Der Biberacher CDU-Abgeordnete Thomas Dörflinger verspricht den
Kommunen Hilfe. Die Mobilitätsgarantie koste sehr viel Geld. „Bei der Finanzierung dieser großen Aufgabe darf das Land die kommunale Seite nicht im Regen stehen lassen.“Seine Fraktion werde darauf achten, dass deren Vertreter in die weiteren Gespräche eingebunden würden.
Wie teuer der Pass für die Bürger wird, steht noch nicht fest. Das Verkehrsministerium verweist aber auf eine Studie, die im November vergangenen Jahres vorgestellt wurde. Als Modellkommunen hatten Stuttgart, Tübingen, Bad Säckingen und Heidelberg/Mannheim verschiedene Optionen durchgerechnet. Tübingen hatte beispielsweise ausrechnen lassen, wie ein Nulltarif im Nahverkehr für alle finanziert werden könnte. Ergebnis: Die Abgabe würde dann 17 Euro je Einwohner betragen beziehungsweise 57 Euro je Autohalter. Oberbürgermeister Boris Palmer (Grüne) zeigte sich danach überzeugt, dass ein Mobilitätspass „große Verbesserungen“ermöglichen könne, wenn er auf eine möglichst breite Basis gestellt wird.
Auf die Einführung dieses Finanzierungsmodells wollte der Tübinger OB aber nicht warten.
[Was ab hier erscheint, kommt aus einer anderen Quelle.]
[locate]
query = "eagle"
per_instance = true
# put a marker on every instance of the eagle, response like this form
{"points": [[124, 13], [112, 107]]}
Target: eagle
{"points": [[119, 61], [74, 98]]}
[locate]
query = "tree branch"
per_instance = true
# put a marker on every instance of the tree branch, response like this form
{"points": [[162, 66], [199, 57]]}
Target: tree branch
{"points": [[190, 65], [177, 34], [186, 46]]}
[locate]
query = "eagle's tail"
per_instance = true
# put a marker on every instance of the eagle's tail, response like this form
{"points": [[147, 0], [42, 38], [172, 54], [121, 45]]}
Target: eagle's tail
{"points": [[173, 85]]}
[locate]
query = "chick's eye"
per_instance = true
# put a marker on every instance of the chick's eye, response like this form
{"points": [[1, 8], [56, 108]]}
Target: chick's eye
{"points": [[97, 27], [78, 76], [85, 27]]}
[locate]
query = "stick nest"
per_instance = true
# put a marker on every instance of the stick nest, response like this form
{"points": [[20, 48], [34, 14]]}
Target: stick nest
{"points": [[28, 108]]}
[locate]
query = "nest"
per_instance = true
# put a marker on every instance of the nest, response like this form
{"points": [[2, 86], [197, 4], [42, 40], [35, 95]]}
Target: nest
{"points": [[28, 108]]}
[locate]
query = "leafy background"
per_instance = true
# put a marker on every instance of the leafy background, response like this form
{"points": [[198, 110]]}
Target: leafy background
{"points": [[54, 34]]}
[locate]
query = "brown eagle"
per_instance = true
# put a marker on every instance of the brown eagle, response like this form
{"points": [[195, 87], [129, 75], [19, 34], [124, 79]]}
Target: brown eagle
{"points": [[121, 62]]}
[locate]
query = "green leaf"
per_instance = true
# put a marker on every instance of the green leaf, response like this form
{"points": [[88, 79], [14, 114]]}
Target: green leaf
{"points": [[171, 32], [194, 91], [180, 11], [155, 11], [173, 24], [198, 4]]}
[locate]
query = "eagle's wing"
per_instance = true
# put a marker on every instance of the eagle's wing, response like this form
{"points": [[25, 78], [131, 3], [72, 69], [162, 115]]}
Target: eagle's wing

Da das Instrument noch nicht verfügbar sei, werde man zunächst die Parkgebühren erhöhen, kündigte Palmer bei der Vorstellung der Studie an. Das ist inzwischen geschehen: Im Juli hat Tübingen die Gebühren für das Anwohnerparken drastisch angehoben – große Autos wie SUVs zahlen künftig das zwölffache des bisherigen Preises.